Il n'y avait pas déjà un LUG dans la région de Charleroi ? Ou alors il a mouru...

De mon côté, je suis très actif à Braine-L'Alleud (http://www.culbutte.be).

Bienvenue !

----------

## xaviermiller

Salut,

Connais-tu et as-tu pris contact avec Sambre Lug : http://sambrelug.lybrafox.be/ ?

----------

## caemir

Re oui, oui, bien sûr que nous connaissons, mais merci de l'info! et vraiment agréable votre site.

Mais sambre lug est entre Charleroi et Liège il me semble. et nous avons un ou deux contactes de chez eux   :Cool: 

----------

## xaviermiller

Psst: n'oublie pas de mettre le titre en conformité avec la section francophone du forum  :Wink: 

----------

## VikingB

Bonjour.

En premier lieu, je ferais certainement une annonce via la liste InterLUG belge : http://lists.bxlug.be/mailman/listinfo/interlug   et aussi demander de se faire ajouter sur le site de l'AFUL et de http://www.belgian-lugs.be/  pour se faire connaître. 

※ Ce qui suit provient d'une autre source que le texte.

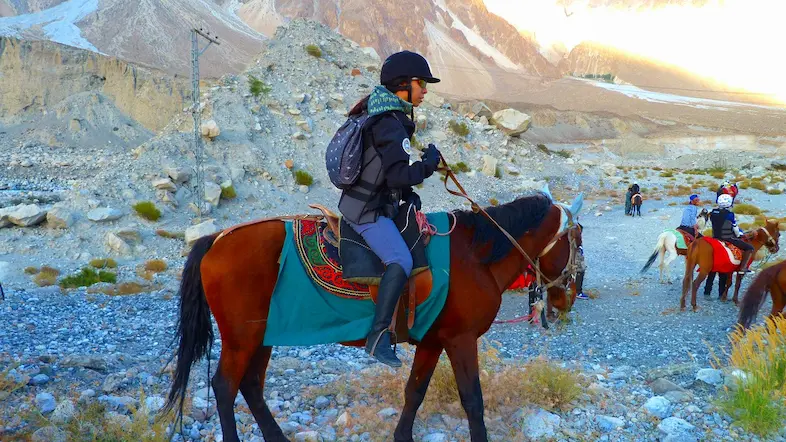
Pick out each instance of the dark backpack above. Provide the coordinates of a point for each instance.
(344, 154)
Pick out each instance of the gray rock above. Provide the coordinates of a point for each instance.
(308, 436)
(85, 361)
(39, 379)
(64, 412)
(609, 423)
(178, 174)
(679, 396)
(59, 218)
(45, 402)
(675, 426)
(387, 412)
(289, 427)
(104, 214)
(541, 424)
(710, 376)
(321, 403)
(661, 386)
(658, 406)
(27, 215)
(122, 404)
(49, 434)
(154, 403)
(116, 244)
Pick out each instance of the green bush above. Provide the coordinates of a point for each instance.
(103, 263)
(257, 87)
(228, 192)
(147, 210)
(87, 277)
(459, 128)
(314, 51)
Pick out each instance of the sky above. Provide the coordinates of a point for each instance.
(737, 42)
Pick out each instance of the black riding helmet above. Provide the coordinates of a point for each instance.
(403, 66)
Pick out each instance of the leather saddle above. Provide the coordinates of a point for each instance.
(362, 266)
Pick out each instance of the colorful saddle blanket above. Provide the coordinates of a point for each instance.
(312, 304)
(321, 260)
(726, 257)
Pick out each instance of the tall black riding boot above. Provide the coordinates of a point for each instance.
(378, 342)
(745, 261)
(708, 284)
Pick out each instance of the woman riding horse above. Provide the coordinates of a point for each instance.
(386, 179)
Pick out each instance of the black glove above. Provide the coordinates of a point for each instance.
(414, 199)
(431, 159)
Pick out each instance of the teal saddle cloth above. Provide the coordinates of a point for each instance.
(303, 312)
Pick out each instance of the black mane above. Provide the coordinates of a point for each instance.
(516, 217)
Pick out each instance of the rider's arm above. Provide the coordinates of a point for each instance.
(737, 231)
(389, 136)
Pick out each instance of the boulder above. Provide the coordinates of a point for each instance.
(511, 121)
(27, 215)
(59, 218)
(210, 129)
(489, 165)
(481, 110)
(193, 233)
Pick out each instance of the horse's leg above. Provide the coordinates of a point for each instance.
(687, 280)
(737, 285)
(463, 353)
(426, 359)
(252, 387)
(778, 300)
(231, 369)
(704, 268)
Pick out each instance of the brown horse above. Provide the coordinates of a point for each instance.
(701, 253)
(234, 278)
(771, 279)
(635, 204)
(563, 266)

Essaiez aussi de contacter la radio ou la télévision locale , les toute-boîtes .....

Le SambreLUG se réunit à Sambreville, entre Charleroi et Namur ... pas très loin de chez vous : http://sambrelug.lybrafox.be/ comme renseigné par Xavier  et aussi le BourlettiLUG à Anderlues :

http://www.bourlettilug.be/

----------

## xaviermiller

Hé, bonjour, "Boss"  :Wink: 

----------

## VikingB

Salut Xav '   :Smile: 

J'espère que boss n'est pas la définition de Wikipédia  ( http://fr.wikipedia.org/wiki/Boss )    :Laughing: 

----------

## xaviermiller

 :Laughing: 

----------